1. HFSS (using the UK’s official 2004/2005 NPM)
2. UPF (classified using the NOVA classification system)

Notably, NPM-based HFSS classification involves scoring foods based on their energy, saturated fat, sugar, and sodium content, balanced against beneficial components like fruits, vegetables, fiber, and protein. In contrast, NOVA classifies foods by degree of industrial processing (not by a nutrient score).

Comparative analyses between HFSSs and UPFs were conducted using three independent metrics:

1. Proportion of food items (food-level analysis)
2. Percentage of total energy intake (in kilocalories)
3. Percentage of total food weight (in grams)

Study findings

The present study reveals a substantial but far from complete overlap between NPM-based HFSS and NOVA-based UPF classifications. When comparing participants’ total energy consumption, statistical analyses found that UPFs comprised 59.8% while HFSSs comprised only 47.4%. Under this metric, UPF and HFSS classification overlapped 58.7%, highlighting that the UK’s current HFSS-based policies do not capture over 40% of UPF-derived calories.

By weight, the overlap was even smaller, with only 38.3% of the grams of UPFs also classified as HFSS, reflecting the exclusion of many high-volume but low-calorie products such as artificially sweetened beverages. Person-level estimates show UPF energy shares highest in ages 11–18 (~65%) and modest male > female differences.

Study findings were even more bleak across other evaluated metrics – Under the lens of proportion of food items consumed, 44.4% of UPF products were not categorized or regulated under the UK’s HFSS policy, with low-calorie soft drinks and white bread notably excluded from regulation.

Other prominent excluded items included brown and wholemeal bread and high-fiber breakfast cereals, highlighting a key limitation of the current NPM – it fails to account for industrial additives like non-nutritive sweeteners and emulsifiers. Ironically, the study found that many foods that were classified as HFSS (and hence regulated) but not UPF were traditional, less-processed products high in fat or sugar, such as cheese, butter, whole milk, and sugars/preserves.

Conclusions

The present study is the first to investigate whether the UK’s HFSS-based policies can account for the recent rise of UPFs. It demonstrates that while there is considerable overlap between HFSS foods and UPFs (~50-60%), the UK’s current nutrient profiling model fails to identify and regulate a large and vital segment of the ultra-processed foods that dominate its national diet.
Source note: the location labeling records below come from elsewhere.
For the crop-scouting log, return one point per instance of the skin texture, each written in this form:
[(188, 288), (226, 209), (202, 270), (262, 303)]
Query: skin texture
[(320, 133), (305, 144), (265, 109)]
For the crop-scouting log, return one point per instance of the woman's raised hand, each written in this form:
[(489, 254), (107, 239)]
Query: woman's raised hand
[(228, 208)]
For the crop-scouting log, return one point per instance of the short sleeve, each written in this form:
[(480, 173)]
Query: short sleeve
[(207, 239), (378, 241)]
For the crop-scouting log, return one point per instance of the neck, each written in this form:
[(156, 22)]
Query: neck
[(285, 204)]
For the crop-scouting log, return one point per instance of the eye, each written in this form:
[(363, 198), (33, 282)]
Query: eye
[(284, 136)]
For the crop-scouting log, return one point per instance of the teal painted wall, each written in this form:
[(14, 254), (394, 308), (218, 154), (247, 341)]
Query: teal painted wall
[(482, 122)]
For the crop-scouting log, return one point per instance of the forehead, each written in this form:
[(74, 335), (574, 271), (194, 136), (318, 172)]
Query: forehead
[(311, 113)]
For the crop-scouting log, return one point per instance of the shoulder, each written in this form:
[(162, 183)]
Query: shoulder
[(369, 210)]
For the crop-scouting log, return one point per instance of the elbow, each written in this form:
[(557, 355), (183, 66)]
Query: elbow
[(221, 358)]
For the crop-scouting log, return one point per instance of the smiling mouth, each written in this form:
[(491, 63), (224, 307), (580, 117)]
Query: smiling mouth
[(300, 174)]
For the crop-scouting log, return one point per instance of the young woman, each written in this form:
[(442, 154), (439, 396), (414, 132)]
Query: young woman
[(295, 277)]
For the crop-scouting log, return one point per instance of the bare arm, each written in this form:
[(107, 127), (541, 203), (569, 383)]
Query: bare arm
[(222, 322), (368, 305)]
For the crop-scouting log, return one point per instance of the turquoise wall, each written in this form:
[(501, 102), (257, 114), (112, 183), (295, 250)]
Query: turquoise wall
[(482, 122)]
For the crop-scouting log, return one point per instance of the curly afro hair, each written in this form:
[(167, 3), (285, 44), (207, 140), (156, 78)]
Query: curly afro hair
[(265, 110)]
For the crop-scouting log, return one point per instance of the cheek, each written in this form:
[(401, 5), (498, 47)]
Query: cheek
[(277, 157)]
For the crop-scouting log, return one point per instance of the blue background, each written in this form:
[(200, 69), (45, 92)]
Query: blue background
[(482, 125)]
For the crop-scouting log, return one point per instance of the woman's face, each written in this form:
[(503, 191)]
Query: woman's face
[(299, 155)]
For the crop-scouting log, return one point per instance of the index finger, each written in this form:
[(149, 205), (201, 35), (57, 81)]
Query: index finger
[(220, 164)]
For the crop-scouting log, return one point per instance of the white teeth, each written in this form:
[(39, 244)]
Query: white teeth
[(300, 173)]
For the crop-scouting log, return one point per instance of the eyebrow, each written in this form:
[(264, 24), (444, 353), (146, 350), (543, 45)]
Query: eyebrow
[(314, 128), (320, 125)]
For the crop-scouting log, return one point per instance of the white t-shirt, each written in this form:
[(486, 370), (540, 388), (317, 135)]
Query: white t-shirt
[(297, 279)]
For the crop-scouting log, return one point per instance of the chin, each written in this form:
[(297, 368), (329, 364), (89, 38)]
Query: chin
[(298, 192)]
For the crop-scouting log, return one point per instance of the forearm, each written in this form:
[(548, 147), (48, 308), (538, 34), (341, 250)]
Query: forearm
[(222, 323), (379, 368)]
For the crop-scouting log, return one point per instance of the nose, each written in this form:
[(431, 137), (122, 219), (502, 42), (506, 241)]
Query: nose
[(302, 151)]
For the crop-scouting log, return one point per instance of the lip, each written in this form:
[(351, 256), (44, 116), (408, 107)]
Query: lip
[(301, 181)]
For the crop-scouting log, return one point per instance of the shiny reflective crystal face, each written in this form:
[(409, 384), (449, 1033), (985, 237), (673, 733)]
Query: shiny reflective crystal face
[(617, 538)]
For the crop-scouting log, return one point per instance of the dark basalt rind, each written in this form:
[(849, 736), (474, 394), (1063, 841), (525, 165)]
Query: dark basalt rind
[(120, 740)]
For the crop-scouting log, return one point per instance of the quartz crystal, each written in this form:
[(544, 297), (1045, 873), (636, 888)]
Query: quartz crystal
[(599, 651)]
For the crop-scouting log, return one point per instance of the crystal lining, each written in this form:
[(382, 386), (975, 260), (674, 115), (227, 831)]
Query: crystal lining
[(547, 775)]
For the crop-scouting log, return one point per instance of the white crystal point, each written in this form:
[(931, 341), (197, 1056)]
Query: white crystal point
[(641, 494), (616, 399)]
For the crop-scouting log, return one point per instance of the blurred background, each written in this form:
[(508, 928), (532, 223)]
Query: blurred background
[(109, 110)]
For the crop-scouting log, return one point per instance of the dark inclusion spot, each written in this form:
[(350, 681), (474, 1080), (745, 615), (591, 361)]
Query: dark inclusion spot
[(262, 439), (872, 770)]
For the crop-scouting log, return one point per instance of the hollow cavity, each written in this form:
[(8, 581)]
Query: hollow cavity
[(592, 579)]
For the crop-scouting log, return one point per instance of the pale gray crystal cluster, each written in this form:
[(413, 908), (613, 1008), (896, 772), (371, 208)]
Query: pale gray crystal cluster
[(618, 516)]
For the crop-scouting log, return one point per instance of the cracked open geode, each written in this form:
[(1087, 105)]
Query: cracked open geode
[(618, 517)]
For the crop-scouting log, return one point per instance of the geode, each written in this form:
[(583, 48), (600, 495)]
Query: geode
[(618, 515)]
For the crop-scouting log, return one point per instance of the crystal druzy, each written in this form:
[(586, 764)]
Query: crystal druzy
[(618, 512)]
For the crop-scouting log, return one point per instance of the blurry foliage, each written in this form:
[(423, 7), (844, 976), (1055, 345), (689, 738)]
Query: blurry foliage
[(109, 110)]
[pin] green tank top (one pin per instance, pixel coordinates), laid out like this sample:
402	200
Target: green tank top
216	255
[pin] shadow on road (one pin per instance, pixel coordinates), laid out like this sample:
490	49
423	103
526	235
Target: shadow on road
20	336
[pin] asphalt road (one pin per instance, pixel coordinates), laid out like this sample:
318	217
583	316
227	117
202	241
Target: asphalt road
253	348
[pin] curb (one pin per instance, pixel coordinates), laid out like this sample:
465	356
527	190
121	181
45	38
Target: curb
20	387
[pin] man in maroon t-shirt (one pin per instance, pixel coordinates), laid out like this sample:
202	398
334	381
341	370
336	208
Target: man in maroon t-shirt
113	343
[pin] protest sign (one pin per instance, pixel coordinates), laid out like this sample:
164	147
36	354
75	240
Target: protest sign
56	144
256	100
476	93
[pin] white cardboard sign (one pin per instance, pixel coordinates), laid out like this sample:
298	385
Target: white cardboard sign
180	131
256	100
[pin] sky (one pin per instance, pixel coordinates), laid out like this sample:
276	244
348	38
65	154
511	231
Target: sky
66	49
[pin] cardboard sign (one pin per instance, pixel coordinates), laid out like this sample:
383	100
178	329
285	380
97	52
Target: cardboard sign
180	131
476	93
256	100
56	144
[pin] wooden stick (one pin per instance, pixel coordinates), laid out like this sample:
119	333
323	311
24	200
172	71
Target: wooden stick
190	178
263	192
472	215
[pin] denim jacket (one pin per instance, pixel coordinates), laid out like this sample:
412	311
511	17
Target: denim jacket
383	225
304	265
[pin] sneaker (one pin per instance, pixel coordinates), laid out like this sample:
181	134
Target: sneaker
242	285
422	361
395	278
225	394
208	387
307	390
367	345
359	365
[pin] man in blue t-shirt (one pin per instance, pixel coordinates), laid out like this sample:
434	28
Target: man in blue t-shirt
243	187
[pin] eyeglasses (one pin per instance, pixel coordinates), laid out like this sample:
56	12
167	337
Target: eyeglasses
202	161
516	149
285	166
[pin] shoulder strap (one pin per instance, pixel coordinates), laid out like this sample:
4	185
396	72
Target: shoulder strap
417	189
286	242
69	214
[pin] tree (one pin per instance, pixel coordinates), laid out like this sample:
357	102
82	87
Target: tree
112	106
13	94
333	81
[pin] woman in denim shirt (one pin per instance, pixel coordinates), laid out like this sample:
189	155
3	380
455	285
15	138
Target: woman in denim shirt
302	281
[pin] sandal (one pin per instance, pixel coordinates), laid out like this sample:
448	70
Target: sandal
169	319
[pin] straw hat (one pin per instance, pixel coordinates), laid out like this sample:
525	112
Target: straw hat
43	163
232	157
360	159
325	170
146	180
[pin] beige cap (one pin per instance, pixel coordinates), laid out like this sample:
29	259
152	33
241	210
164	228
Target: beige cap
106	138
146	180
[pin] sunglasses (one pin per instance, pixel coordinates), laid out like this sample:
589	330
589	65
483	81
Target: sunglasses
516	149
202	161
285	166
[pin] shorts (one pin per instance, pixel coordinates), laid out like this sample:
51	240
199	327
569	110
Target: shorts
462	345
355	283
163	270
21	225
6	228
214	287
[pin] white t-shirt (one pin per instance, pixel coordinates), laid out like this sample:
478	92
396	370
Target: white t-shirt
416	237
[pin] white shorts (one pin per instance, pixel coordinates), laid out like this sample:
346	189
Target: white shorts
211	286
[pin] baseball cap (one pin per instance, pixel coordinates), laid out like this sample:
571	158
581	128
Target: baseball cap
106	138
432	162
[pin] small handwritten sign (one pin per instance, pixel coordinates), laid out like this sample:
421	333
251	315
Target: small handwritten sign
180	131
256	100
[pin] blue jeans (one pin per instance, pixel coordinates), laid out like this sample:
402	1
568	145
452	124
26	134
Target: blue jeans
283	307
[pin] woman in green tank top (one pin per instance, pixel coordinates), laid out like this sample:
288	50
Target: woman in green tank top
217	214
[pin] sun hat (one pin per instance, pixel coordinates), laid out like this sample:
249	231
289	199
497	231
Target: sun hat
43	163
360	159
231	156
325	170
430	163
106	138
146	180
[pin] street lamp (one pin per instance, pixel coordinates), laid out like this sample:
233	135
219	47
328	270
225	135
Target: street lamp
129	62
Relying solely on an HFSS-based approach means that policies aimed at improving public health are missing a substantial (>40%) portion of the suboptimal nutrition problem. The authors emphasise that causality for UPF harms is not established and call for an environmental impact assessment.

They also suggest that future strategies could include “deformulation”, removing non-nutritive additives such as sweeteners and emulsifiers, and note potential environmental trade-offs for certain plant-based UPFs.

This research provides critical evidence for a more nuanced and practical approach to public health nutrition policy in the UK.